I did go to Jeju often, and I did interview and spend time with a lot of these women, but it quickly became apparent that I’m not the right person to write the poems I’d initially set out to write. I abandoned my intended project about halfway into the year. Still, the Fulbright year helped me access the heart of my family poems. 

My grandparents repatriated to Korea in 2016, so while I was experiencing the country for the first time, my Grandmother was there with me, introducing me to her country. While she was private in the United States, she was a lot more eager to tell me stories in Korea, stories which eventually became poems like “Revisitations” and “Savaging”. Her decision to share so many more of her memories with me felt like the implicit permission that I’d been seeking to write them.

It made the poems I ended up forging feel less speculative and more testimonial. Though I didn’t write the book I thought I would write during my Fulbright, I don’t think Some Are Always Hungry could have been finished without the time, permission, and financial backing it afforded me. 

I couldn’t have edited so many of the poems without having the opportunity to travel the country with my grandmother, seeing the country through both of our eyes. 

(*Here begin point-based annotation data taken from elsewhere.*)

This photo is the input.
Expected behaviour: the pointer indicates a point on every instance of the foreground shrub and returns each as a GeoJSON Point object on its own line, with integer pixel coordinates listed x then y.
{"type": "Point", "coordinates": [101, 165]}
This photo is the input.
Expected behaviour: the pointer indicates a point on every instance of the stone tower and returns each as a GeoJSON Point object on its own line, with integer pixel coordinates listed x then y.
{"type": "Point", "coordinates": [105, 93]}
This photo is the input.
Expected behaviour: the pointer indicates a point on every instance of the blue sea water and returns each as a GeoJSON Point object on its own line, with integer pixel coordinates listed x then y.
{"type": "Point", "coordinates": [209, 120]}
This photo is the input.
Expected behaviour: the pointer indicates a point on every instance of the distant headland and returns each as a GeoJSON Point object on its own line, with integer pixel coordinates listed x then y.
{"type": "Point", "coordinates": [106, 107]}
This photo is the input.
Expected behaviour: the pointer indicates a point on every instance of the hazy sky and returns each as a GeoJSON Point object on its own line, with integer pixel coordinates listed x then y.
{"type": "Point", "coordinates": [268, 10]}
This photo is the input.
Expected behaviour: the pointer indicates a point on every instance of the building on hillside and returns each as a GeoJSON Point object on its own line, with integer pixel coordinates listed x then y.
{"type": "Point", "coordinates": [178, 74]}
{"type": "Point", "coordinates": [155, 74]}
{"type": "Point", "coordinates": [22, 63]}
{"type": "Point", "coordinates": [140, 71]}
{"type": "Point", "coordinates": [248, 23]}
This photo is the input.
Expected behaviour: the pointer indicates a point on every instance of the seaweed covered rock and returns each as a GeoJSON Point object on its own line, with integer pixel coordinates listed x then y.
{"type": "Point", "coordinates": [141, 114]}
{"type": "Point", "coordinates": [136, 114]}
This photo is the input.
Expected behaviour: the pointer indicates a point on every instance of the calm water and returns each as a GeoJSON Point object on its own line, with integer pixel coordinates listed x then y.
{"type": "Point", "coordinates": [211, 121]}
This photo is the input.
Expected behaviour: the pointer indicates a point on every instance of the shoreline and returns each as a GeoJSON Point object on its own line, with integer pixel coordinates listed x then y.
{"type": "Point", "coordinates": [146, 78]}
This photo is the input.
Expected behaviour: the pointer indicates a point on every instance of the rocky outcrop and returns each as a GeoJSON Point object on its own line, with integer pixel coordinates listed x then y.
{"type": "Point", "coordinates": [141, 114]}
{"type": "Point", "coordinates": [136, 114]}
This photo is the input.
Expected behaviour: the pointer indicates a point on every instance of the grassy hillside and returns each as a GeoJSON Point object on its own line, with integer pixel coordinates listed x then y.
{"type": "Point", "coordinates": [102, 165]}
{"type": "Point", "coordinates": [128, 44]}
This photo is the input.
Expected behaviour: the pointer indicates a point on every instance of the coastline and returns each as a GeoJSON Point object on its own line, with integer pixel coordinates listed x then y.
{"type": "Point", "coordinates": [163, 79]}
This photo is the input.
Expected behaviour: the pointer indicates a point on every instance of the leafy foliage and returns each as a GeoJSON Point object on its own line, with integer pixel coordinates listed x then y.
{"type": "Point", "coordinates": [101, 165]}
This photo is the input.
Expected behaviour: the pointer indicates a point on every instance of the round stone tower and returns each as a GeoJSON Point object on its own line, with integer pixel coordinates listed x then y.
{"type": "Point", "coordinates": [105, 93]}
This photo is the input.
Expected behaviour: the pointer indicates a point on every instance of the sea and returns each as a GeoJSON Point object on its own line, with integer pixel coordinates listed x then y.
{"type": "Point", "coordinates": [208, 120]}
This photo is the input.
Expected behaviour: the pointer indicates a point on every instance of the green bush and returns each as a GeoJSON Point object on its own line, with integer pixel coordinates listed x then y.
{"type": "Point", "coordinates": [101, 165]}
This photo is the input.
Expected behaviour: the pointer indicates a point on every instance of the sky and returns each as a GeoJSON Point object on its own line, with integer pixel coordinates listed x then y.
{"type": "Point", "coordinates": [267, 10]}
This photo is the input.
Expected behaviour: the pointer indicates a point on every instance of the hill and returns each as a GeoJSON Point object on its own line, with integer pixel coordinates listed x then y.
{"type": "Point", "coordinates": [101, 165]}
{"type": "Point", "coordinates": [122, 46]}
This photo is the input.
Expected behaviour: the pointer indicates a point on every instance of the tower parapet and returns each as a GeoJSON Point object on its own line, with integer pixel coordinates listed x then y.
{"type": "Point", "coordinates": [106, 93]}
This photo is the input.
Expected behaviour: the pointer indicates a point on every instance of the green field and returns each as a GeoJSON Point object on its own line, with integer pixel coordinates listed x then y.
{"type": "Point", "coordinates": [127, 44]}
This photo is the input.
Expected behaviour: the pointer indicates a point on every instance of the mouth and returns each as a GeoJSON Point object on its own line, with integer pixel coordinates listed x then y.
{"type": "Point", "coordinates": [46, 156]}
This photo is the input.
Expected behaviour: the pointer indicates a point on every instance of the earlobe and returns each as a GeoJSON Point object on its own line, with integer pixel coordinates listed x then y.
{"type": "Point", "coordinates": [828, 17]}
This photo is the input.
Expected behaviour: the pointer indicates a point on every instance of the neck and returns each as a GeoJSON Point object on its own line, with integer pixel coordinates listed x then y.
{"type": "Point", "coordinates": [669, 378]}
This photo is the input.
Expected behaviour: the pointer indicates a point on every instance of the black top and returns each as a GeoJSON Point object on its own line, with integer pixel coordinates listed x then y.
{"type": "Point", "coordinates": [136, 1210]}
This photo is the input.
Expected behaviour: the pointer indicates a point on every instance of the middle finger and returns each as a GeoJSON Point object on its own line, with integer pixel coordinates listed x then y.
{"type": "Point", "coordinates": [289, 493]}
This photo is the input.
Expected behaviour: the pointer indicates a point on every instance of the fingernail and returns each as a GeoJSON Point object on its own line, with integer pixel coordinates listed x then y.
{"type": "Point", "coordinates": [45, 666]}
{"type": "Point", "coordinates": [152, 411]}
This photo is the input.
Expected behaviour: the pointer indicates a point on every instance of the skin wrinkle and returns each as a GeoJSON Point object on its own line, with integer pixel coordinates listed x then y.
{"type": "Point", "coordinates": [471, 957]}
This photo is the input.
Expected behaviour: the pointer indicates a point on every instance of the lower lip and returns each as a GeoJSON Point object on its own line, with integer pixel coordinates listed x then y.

JinJin: Everything you said resonated with me as I am learning how to write again in my hometown, Shanghai, after learning to write poems in another land. I am very curious about what you said about the choice to abandon a project. I recently read the writings of Agnes Martin in which she says the marker of an artist is "to fail and fail, and still go on." What is your work's relationship to failure? How do you keep on going?

Jihyun: I’m in a season of failure right now, actually. This past year, I turned down lots of opportunities, didn’t write much, and most of what I did produce I ended up scrapping for parts. I have a symbiotic relationship with failure, it teaches me, and I take from it. 

My past failures have always opened paths for me in the ways that mattered most. If I didn’t abandon my Fulbright, I would have ended up with a manuscript where I took up space I shouldn’t and thus ethically, I would not be able to submit it. 

Instead, failing my grant opened up time and energy to fully throw myself into finishing Some Are Always Hungry. If my book was accepted before it was by UNP in 2019 (It was a finalist at more than ten contests and open reading periods, I’ve been submitting it since 2016), there is a good chance it may not have been a book I’m proud of anymore.  

Of course, it always stings in the moment, but I just try to remember that failure just means I have to walk in another direction, and who knows what sorts of feasts I might come across. It’s that excitement of unknowing that sustains my love of the craft.